EU Transport and Environment Ministers meet 14-15 April in Amsterdam for an informal joint Council meeting under the Dutch EU Presidency. The agenda features a discussion on how Member States could make a positive and constructive contribution to achieve an international framework of CO2 reduction commitments.
“We fully support the initiative of the Dutch Presidency”, said ECSA President Niels Smedegaard, “The shipping industry endorses the Paris agreement on climate change and we are committed to ambitious CO2 emission reductions across the world merchant fleet. With the shipping industry’s support, Member States of the International Maritime Organisation (IMO) will be able to develop meaningful CO2 reduction commitments for the international shipping sector as a whole that are both ambitious and realistic.”

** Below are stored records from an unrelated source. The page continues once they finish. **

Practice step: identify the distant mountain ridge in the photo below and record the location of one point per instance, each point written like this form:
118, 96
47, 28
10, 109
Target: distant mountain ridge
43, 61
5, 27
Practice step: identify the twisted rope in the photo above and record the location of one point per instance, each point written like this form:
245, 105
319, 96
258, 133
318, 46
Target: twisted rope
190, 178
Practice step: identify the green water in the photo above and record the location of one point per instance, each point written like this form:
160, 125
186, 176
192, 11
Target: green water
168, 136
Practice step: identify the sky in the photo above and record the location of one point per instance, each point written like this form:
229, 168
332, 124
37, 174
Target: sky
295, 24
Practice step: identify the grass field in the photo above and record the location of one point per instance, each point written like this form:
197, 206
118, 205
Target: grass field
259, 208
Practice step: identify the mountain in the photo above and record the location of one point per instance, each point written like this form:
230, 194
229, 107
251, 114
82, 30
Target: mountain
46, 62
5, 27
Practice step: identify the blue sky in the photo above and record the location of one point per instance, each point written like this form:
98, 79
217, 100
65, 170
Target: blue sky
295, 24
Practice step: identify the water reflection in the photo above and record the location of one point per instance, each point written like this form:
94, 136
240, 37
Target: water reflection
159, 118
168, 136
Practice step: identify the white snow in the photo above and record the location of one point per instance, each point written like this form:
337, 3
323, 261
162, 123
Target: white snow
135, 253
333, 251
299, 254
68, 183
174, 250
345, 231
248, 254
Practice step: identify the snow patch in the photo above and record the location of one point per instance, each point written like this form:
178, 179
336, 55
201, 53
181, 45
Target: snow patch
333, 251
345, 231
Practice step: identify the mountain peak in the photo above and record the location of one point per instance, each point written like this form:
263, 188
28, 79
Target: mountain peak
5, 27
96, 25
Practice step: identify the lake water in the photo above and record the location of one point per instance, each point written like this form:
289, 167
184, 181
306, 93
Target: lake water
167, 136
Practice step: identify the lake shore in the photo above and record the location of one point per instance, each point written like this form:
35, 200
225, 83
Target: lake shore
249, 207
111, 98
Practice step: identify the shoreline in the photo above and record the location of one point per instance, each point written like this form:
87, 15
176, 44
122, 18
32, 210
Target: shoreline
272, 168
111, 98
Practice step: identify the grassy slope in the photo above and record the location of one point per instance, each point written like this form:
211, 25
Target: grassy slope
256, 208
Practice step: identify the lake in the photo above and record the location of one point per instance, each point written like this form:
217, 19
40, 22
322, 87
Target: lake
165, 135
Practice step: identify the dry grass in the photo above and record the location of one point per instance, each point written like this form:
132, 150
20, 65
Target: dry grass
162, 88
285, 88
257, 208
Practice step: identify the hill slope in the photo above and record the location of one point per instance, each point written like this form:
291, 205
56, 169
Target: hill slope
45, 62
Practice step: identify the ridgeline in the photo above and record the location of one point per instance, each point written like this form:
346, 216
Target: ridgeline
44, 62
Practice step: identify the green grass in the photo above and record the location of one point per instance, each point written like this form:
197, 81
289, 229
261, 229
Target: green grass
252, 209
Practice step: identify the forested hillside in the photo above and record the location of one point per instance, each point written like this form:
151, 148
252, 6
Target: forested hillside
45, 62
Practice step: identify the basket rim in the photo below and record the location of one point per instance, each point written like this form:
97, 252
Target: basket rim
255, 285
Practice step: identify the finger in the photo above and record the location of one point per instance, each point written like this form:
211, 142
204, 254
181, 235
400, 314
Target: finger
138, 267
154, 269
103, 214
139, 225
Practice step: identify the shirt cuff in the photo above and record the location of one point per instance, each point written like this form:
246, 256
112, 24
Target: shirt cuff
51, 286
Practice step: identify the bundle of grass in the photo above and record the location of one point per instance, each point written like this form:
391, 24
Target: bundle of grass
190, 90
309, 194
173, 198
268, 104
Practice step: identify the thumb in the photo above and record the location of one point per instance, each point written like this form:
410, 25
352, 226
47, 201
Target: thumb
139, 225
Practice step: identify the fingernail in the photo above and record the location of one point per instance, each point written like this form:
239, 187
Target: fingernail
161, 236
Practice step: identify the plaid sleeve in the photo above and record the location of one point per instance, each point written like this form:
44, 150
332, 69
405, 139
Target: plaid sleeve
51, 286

The informal Council meeting is held ahead of the 69th session of the IMO’s Marine Environment Protection Committee (MEPC) session, which takes place next week in London. MEPC will feature a discussion on a global data collection system that will provide information on the emissions from maritime shipping on an annual basis. “We believe that this system should have mandatory application”, said ECSA Secretary General Patrick Verhoeven, “A decision in IMO should come forward in 2016 so that ships can provide the required data as soon as possible.”
ECSA also supports the proposal of its international partner ICS (International Chamber of Shipping) for IMO Member States to adopt an Intended IMO Determined Contribution. This would make IMO Member States and the shipping industry answerable to the international community, in the same way that governments committed to Intended National Determined Contributions (INDCs). The adoption of an Intended IMO Determined Contribution would also make it clear that the reduction of the sector’s CO2 emissions is being addressed robustly by IMO Member States.
“The development of an Intended IMO Determined Contribution should be part of a clear work plan and timetable, to be elaborated as of this year”, concluded Patrick Verhoeven.